For the project Anna Rohrbach and her husband Marcus established a kitchen and equipped it with video cameras. Later the filmed cooking scenes should be described. REHACARE.com asked how the software exactly works and whether it could belong to every home soon.
Mrs. Rohrbach, you work on a computer program which should automatically recognize pictures. How could it help visually impaired people in their daily routines?
Anna Rohrbach: The goal of our work is to develop software which is able to automatically recognize what happens in a scene and communicate it to a person using natural language. Many people could benefit from such a technology, in particular blind and visually impaired. One application that we consider in our work is generating descriptions for movies. This would let visually impaired people follow the storyline and understand what happens in a movie along with their non-visually impaired peers. Another direction that we have studied is targeting human daily routines, such as cooking. The computer assistant which understands the process of preparing a meal and is able to recognize the involved objects can be useful for a visually impaired person. While so far we focused on generating descriptions for cooking videos, the system could be extended to help the person locate certain objects or answer questions that require visual inspection, for example: “What is in this jar?”. There is currently a high interest in the research community to integrate Computer Vision, Machine Learning, and Natural Language Processing techniques. With the rapid progress in the field, it is likely that soon mobile devices will be providing support for the visually impaired people during shopping and other daily routines.
How does it work?
Rohrbach: The technologies that we rely on in our work are Machine Learning methods. The general idea is to supply a software with training data, such as video and associated sentence description, and teach it to describe new videos. During the training process the software learns which motion and pose are discriminative for specific human actions. It also needs to recognize the manipulated objects, for example: knife and orange. Finally, we provide the predictions of our visual recognizers into the next part of the pipeline which produces sentences. We have experimented with two different sentence generation approaches. First is a Machine Translation approach, similar to translating from one language to another. In our case we translate the predicted labels (for example: cut, knife and orange) into a natural language sentence: “The person cuts an orange”. Our second approach makes use of an artificial recurrent neural network, which directly generates a sentence from the visual features.

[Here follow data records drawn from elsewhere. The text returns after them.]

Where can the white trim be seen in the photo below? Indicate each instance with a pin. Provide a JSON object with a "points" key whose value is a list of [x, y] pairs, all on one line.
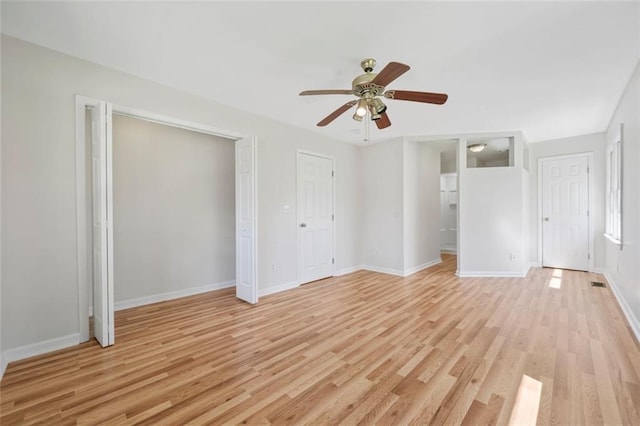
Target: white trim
{"points": [[626, 309], [490, 274], [278, 288], [333, 212], [388, 271], [171, 295], [590, 196], [38, 348], [81, 102], [175, 122], [82, 258], [612, 239], [349, 270], [425, 265]]}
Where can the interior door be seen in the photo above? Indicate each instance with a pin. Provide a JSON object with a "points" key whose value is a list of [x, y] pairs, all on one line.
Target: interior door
{"points": [[102, 212], [565, 212], [246, 209], [315, 217]]}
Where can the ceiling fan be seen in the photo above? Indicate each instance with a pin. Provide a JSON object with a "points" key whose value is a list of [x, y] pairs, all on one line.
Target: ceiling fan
{"points": [[369, 87]]}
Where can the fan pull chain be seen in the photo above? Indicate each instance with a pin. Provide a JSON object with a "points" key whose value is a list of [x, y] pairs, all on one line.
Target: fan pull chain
{"points": [[367, 121]]}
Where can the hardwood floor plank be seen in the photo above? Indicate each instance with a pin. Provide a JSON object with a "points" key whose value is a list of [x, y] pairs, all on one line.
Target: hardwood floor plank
{"points": [[363, 348]]}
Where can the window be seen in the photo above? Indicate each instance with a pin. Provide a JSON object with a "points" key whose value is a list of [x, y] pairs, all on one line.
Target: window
{"points": [[614, 191]]}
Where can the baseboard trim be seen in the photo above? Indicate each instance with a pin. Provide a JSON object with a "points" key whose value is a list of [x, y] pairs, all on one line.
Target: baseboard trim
{"points": [[380, 270], [490, 274], [449, 250], [419, 268], [278, 288], [163, 297], [626, 309], [39, 348], [345, 271]]}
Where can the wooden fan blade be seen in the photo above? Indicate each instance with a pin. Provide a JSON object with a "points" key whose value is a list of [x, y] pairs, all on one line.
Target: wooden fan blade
{"points": [[383, 122], [326, 92], [408, 95], [389, 73], [337, 113]]}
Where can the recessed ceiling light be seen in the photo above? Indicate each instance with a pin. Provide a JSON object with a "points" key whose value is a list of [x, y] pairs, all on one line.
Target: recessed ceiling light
{"points": [[477, 147]]}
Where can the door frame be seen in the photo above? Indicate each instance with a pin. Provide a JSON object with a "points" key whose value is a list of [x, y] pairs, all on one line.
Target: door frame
{"points": [[541, 160], [333, 208], [82, 253]]}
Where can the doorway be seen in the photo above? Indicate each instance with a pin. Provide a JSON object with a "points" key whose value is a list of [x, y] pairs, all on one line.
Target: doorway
{"points": [[564, 197], [315, 195], [88, 190]]}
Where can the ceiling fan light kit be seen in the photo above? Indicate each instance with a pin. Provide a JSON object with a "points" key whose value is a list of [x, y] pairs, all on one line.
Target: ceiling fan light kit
{"points": [[368, 87]]}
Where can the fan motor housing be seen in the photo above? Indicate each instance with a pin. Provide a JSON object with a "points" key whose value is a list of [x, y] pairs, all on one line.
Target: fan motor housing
{"points": [[362, 85]]}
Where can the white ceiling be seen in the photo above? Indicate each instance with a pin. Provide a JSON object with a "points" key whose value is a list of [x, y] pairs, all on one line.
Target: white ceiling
{"points": [[550, 69]]}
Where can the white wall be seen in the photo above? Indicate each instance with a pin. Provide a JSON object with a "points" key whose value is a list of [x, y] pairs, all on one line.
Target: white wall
{"points": [[421, 197], [623, 266], [173, 207], [449, 212], [491, 221], [593, 143], [2, 364], [39, 281], [382, 206]]}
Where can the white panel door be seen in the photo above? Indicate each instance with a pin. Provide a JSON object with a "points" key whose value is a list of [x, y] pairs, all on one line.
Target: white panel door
{"points": [[246, 209], [565, 213], [102, 214], [315, 217]]}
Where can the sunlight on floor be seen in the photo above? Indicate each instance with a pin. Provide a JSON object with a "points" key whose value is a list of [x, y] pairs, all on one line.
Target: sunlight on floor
{"points": [[525, 410], [556, 279]]}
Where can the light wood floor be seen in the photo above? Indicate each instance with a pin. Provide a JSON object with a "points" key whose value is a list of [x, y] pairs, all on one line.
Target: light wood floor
{"points": [[363, 348]]}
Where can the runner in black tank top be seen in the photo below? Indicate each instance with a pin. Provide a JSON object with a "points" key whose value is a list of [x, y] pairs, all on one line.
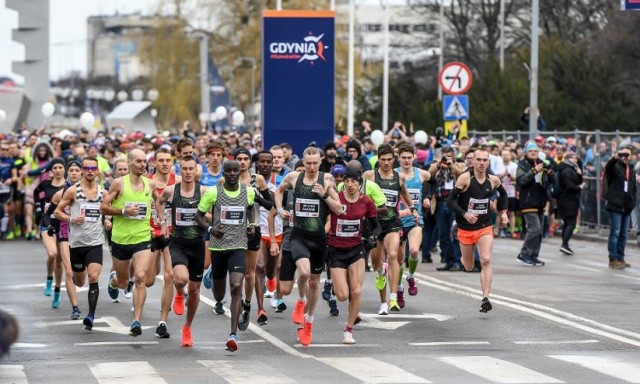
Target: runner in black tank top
{"points": [[470, 200]]}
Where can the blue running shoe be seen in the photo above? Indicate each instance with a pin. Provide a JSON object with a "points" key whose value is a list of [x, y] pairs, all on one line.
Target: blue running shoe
{"points": [[114, 292], [206, 279], [55, 303], [88, 322], [48, 287]]}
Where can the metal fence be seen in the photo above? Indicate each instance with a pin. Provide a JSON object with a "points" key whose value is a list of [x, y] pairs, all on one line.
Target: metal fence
{"points": [[593, 215]]}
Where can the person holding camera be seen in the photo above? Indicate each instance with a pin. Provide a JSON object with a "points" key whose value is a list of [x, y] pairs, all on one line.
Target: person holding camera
{"points": [[619, 190], [532, 178]]}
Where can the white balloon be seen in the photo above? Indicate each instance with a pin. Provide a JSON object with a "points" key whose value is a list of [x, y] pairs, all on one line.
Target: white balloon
{"points": [[48, 109], [221, 112], [87, 120], [237, 118], [377, 137], [421, 137]]}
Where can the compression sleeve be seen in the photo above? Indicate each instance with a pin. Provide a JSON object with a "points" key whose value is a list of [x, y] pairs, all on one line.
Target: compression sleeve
{"points": [[503, 200], [453, 201]]}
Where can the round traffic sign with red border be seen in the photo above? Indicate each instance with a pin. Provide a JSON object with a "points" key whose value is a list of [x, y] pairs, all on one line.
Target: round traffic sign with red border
{"points": [[455, 78]]}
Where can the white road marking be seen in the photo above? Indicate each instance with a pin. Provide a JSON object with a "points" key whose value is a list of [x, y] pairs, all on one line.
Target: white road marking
{"points": [[498, 371], [605, 365], [372, 371], [13, 374], [139, 372], [239, 372]]}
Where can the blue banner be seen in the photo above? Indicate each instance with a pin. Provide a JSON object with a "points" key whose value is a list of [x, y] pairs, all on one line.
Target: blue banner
{"points": [[298, 78]]}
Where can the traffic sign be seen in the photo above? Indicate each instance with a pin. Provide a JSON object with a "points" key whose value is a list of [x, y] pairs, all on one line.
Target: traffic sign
{"points": [[455, 107], [455, 78]]}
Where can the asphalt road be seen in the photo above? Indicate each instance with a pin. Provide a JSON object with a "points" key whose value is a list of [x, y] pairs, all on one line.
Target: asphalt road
{"points": [[573, 320]]}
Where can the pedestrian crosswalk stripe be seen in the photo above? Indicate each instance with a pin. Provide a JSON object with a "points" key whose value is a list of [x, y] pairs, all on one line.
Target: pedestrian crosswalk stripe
{"points": [[605, 365], [239, 372], [139, 372], [498, 371], [372, 371], [13, 374]]}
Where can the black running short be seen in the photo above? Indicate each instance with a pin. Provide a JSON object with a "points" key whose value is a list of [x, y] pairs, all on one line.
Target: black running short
{"points": [[126, 252], [232, 260], [81, 257], [189, 253]]}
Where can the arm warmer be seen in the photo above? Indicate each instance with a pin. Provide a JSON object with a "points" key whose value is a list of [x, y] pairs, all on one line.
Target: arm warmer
{"points": [[453, 201], [503, 200]]}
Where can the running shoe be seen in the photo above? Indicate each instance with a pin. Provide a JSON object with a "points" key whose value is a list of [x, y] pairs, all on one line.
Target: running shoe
{"points": [[262, 317], [485, 305], [401, 299], [326, 291], [48, 287], [206, 279], [272, 284], [347, 338], [306, 335], [161, 331], [333, 308], [75, 313], [413, 288], [187, 341], [243, 323], [232, 343], [55, 303], [178, 304], [298, 312], [136, 329], [128, 292], [281, 306], [88, 322], [393, 305], [114, 292]]}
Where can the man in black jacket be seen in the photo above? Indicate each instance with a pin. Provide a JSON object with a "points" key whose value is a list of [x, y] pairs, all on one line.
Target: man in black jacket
{"points": [[620, 198], [532, 178]]}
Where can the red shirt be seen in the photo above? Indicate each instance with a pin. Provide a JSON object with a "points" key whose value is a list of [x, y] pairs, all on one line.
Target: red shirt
{"points": [[346, 228]]}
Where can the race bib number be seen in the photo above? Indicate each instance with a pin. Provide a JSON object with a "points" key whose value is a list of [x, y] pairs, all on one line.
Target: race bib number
{"points": [[142, 210], [392, 197], [307, 208], [348, 228], [90, 211], [186, 216], [415, 195], [478, 206], [232, 215]]}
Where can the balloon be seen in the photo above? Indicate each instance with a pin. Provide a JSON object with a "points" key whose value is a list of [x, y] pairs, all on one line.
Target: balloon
{"points": [[377, 137], [87, 120], [237, 118], [420, 137], [221, 112], [48, 109]]}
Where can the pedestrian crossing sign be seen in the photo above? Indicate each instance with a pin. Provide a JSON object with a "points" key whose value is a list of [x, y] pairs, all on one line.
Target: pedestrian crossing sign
{"points": [[455, 107]]}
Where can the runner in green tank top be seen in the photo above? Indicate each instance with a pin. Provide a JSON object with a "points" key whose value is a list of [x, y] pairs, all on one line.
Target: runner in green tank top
{"points": [[185, 244], [129, 202], [393, 186]]}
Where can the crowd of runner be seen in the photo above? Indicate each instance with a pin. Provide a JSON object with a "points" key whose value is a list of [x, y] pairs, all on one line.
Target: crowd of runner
{"points": [[221, 210]]}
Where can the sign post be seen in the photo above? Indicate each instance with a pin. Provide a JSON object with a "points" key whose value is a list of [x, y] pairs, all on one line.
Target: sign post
{"points": [[298, 71]]}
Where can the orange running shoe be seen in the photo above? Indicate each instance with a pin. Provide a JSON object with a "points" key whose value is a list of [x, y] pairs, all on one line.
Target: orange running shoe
{"points": [[187, 341], [298, 312], [178, 304], [307, 334], [272, 284]]}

What do you suggest when will the program have arrived in every home?
Rohrbach: Our movie description project is still at rather early stage of development. The end goal system has to solve various visual recognition challenges as well as understand the movie plot, etc. It will probably take five to ten years to fully automate this process. As for the kitchen computer assistant, I imagine that first such systems could appear in about five years, while within ten years we will see some impressive new technologies coming to our homes.
What does inclusion mean to you?
Rohrbach: For me inclusion is recognition that everyone has equal rights to be part of the society, while support should be provided for those who require it. I believe that technologies specifically developed for the visually impaired people will eliminate some of the daily life challenges they have to face, help them be more independent and realize their full potential.